Previously, you may have investigated translations, reflections, and dilations of two-dimensional figures on the coordinate plane. You also may have developed algebraic rules for each of these transformations.

In the figure on the left, quadrilateral *ABCD* is translated left 9 units and down 7 units to create quadrilateral *A'B'C'D'*.

The algebraic rule for this translation is as follows:

(*x*, *y*) → (*x* − 9, *y* − 7)

In the figure on the left, quadrilateral *ABCD* is reflected across the *y*-axis in order to generate quadrilateral *A'B'C'D'*.
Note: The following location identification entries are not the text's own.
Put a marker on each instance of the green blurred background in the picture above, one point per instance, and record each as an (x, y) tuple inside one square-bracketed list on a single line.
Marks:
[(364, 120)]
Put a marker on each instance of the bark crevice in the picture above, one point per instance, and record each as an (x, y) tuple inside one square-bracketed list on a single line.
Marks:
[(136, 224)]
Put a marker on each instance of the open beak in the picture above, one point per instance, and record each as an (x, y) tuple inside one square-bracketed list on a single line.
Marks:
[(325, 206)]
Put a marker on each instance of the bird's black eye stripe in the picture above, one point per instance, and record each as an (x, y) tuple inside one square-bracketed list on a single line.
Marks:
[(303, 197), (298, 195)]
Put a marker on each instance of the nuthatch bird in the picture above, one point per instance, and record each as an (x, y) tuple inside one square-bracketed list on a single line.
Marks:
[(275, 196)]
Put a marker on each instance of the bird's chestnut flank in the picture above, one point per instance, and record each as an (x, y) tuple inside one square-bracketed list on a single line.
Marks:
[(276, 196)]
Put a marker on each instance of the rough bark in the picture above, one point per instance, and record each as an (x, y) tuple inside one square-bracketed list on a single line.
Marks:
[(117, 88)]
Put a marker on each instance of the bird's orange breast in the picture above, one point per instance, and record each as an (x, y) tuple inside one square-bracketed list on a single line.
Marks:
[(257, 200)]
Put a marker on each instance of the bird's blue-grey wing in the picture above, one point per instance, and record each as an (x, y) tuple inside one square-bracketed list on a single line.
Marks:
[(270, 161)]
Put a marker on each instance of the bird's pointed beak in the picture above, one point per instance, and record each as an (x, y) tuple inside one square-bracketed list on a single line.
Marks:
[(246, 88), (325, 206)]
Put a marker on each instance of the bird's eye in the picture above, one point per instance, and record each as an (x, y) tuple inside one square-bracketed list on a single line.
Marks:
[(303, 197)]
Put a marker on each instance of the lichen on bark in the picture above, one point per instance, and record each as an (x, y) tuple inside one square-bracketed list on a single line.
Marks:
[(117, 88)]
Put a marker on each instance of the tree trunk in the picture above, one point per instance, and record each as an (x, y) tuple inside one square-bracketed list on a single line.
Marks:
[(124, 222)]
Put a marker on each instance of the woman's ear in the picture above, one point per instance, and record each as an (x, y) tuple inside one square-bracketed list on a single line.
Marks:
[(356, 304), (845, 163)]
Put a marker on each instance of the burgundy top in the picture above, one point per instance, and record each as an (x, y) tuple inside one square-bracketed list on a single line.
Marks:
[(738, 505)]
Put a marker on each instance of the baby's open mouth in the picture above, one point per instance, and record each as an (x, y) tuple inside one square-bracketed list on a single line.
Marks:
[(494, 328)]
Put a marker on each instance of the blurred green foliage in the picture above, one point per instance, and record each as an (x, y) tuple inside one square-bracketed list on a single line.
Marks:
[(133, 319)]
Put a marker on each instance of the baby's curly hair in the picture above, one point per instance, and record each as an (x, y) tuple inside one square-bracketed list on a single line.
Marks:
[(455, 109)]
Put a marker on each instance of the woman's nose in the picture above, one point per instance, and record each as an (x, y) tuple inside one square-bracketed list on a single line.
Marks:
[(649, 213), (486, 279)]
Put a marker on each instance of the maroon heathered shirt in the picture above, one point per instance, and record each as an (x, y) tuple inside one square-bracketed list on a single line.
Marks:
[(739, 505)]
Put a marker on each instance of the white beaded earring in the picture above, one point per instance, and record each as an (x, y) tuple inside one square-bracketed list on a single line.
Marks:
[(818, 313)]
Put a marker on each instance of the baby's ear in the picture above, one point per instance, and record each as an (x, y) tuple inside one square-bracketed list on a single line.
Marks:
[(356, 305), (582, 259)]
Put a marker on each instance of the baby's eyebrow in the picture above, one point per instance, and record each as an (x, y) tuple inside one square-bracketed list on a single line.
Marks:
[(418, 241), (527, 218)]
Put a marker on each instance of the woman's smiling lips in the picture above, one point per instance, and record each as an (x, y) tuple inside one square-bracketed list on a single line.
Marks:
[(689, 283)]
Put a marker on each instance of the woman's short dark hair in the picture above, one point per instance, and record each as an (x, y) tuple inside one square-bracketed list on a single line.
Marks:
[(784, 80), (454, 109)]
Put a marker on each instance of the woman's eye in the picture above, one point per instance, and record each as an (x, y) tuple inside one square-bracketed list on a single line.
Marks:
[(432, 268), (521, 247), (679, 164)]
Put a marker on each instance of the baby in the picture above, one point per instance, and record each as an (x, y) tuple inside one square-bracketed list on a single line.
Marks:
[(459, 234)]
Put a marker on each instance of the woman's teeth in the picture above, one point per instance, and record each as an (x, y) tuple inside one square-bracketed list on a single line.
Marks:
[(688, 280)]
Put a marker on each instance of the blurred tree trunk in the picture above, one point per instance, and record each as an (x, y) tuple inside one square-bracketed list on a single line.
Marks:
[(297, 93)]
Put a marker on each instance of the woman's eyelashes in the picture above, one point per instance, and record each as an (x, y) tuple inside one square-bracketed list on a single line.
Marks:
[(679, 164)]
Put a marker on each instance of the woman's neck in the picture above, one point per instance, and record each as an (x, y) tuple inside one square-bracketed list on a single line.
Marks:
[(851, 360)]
The algebraic rule for this reflection is as follows:

(*x*, *y*) → (-*x*, *y*)

In the figure on the left, quadrilateral *ABCD* is dilated by a scale factor of 2 using the origin as the center of dilation in order to generate quadrilateral *A'B'C'D'*.

The algebraic rule for this reflection is as follows:

(*x*, *y*) → (2*x*, 2*y*)

In this lesson, you will first extend what you know about coordinate transformations to rotations of two-dimensional figures by 90°, 180°, and 270°. You will also distinguish between transformations that generate congruent figures and transformations that do not. Further, you will generalize particular attributes of figures, such as side lengths or angle measures that are preserved with different transformations.